Jumlah penumpang angkutan umum (penumpang per hari) untuk TransJak adalah sebanyak 1,17 juta penumpang pada 2023, KRL Jabodetabek 952.000 penumpang, MRT Jakarta 278.955 penumpang, LRT Jabodebek 54.117 penumpang tahun 2023, dan LRT Jakarta 2.800 penumpang.
Potensi penduduk dilayani angkutan umum dalam radius 500 meter dari simpul mencapai 7,97 juta orang. Total dalam sehari mencapai 2,532 juta penumpang per hari.
Pemerintah melalui DIPA Kementerian Keuangan pada 2023 telah menganggarkan PSO untuk layanan transportasi kereta api sebesar Rp3,5 triliun. Sebanyak Rp1,6 triliun atau 0,48% diberikan untuk PSO KRL Jabodetabek.
Pada tahun yang sama, anggaran untuk bus perintis di 36 provinsi hanya diberikan Rp177 miliar, 11% dari PSO KRL Jabodetabek. Hal ini dikatakan tidak berimbang.

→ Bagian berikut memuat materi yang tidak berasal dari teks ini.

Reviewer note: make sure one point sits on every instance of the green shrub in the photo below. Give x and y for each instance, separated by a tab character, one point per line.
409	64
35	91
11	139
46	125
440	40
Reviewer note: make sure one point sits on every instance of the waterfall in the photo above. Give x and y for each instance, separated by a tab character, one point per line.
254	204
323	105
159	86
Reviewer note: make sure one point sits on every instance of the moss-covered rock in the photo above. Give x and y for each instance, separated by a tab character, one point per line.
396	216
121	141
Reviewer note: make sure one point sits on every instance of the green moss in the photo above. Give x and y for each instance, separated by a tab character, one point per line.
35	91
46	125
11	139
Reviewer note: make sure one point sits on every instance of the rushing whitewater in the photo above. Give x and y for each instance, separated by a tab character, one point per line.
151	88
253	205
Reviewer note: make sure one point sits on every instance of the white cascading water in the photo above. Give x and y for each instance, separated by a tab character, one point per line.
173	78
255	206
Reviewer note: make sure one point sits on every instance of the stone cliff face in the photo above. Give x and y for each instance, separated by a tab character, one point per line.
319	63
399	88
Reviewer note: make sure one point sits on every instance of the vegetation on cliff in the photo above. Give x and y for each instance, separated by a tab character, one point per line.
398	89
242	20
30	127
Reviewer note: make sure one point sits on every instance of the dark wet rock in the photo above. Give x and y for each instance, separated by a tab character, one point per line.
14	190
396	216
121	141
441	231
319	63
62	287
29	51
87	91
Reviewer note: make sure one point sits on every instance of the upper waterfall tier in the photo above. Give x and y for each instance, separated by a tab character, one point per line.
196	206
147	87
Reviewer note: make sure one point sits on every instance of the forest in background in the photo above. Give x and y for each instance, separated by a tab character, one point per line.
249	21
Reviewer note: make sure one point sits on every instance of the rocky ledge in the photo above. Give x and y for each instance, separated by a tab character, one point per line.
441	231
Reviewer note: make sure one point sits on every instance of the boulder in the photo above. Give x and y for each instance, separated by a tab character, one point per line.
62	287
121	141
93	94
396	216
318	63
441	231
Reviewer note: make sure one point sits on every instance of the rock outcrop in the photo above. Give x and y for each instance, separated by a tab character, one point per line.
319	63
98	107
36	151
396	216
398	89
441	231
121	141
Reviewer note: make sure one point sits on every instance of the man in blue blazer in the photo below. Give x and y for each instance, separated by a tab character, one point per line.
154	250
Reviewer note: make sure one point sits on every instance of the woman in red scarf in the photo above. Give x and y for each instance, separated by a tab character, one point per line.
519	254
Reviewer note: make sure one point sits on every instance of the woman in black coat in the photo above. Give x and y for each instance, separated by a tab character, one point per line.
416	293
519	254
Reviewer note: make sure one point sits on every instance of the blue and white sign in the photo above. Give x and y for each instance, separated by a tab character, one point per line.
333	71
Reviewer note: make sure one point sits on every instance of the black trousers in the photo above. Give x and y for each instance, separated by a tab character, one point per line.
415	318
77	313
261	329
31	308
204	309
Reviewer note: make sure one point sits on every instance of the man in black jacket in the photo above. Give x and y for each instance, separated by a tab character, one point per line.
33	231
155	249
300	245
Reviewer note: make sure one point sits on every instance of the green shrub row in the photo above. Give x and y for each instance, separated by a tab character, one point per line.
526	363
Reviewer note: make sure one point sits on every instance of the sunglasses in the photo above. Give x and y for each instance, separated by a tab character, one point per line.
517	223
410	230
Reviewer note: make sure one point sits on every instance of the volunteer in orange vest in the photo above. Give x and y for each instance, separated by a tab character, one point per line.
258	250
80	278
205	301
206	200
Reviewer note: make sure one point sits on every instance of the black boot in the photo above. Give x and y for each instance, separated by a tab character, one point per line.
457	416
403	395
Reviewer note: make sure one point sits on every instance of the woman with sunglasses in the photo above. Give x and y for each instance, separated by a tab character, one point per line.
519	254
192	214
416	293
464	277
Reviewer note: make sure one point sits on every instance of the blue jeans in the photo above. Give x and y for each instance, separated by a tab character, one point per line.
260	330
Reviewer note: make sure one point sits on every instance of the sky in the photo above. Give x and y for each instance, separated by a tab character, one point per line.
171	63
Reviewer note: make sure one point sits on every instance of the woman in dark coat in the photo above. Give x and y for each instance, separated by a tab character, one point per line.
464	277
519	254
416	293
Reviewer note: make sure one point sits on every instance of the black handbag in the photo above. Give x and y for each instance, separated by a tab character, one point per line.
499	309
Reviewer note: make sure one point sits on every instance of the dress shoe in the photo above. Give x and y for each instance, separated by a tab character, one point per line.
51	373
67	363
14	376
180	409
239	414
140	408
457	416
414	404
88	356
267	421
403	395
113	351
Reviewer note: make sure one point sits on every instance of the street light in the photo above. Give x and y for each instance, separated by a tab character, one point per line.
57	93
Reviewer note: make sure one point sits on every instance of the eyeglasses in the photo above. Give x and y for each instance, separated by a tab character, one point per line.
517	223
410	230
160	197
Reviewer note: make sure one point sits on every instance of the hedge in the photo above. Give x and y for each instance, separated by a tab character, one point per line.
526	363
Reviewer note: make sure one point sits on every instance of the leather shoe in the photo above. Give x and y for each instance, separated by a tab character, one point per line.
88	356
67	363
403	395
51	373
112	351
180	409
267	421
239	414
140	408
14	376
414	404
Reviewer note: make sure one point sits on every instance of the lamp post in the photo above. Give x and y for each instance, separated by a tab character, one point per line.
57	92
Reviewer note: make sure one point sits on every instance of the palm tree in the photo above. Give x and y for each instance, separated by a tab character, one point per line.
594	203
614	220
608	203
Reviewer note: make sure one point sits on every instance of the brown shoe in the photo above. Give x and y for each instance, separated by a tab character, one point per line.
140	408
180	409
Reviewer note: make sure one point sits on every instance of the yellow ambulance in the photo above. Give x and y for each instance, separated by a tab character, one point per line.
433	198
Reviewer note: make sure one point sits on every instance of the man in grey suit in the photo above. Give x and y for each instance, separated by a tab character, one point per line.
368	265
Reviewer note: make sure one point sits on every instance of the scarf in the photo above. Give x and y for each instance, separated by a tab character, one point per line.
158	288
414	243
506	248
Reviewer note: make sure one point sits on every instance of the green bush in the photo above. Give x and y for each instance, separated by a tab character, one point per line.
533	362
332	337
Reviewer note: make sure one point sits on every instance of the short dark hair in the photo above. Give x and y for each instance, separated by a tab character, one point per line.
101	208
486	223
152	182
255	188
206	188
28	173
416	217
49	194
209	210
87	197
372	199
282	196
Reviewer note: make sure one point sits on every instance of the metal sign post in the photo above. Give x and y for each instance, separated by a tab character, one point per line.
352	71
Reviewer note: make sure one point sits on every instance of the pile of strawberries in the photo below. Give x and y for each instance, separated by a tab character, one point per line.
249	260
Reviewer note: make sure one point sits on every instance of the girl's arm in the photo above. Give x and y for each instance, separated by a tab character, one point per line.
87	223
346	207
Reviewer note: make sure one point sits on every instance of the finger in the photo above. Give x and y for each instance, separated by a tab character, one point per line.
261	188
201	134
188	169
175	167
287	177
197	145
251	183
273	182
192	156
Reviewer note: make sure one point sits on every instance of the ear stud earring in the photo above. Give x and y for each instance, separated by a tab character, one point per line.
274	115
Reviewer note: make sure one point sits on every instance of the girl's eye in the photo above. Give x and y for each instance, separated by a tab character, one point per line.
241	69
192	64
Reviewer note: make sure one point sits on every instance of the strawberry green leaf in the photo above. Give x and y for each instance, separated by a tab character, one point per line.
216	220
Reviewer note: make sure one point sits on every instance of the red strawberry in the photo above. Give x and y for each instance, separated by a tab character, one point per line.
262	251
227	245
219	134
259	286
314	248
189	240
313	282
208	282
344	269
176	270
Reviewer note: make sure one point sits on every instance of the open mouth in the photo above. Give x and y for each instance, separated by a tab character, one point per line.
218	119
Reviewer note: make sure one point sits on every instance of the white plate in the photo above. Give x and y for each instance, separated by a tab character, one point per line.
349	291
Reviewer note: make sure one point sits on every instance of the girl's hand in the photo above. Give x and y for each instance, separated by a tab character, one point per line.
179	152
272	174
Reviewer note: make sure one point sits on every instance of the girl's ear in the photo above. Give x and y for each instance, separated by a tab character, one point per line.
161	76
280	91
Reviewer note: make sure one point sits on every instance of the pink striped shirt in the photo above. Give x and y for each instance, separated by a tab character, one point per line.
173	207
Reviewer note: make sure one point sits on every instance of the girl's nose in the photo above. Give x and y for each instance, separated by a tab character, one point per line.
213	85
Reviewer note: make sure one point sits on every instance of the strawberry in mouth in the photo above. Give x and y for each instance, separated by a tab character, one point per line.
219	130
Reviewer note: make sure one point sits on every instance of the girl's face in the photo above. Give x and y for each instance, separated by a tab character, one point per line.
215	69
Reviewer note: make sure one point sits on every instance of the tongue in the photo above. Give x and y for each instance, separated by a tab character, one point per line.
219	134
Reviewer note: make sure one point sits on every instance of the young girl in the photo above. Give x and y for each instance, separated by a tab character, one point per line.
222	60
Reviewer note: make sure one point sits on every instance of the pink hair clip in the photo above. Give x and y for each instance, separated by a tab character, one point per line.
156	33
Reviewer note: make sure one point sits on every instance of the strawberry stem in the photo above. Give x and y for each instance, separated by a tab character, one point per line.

“Jika ada penyesuaian tarif KRL Jabodetabek, maka anggaran PSO per kereta api dapat dialihkan untuk menambah anggaran bus perintis yang dioperasikan di seluruh Nusantara supaya tidak ada ketimpangan anggaran,” kata Djoko.
Belum Diputuskan
Sebelumnya, Direktur Operasi dan Pemasaran PT Kereta Commuter Indonesia (KCI) atau KAI Commuter Broer Rizal mengatakan perseroan telah mengusulkan kenaikan tarif KRL Jabodetabek kepada Kemenhub sebagai regulator.
Meski begitu, dia menyebut KAI Commuter masih senantiasa menunggu hasil keputusan dari pemerintah untuk penyesuaian tarif commuter line Jabodetabek.
"Itu kebijakan dari pemerintah ya. Kalau kami hanya eksekutor untuk melaksanakan apa yang menjadi keputusan pemerintah. Usulan dan pembahasannya sudah dilakukan di Kemenhub," ungkap Broer, Selasa (23/4/2024).
Di satu sisi, lanjutnya, Kemenhub juga masih belum memutuskan usulan tersebut. Dengan demikian, KAI Commuter belum dapat memastikan kapan usulan kenaikan tarif Jabodetabek terealisasikan.
"Belum diputuskan untuk bisa dilaksanakan," terang Broer.
Sebagai informasi, besaran tarif KRL Jabodetabek yang berlaku saat ini sesuai dengan Keputusan Menteri Perhubungan No. 354/2020 tentang Tarif Angkutan Orang Dengan Kereta Api Pelayanan Kelas Ekonomi Untuk Melaksanakan Kewajiban Pelayanan Publik (Public Service Obligation/PSO).
Dalam keputusan tersebut, telah ditentukan bahwa besaran tarif perjalanan commuter line Jabodetabek dibanderol Rp3.000 untuk 25 km pertama, dan ditambahkan Rp1.000 untuk perjalanan setiap 10 kilometer berikutnya.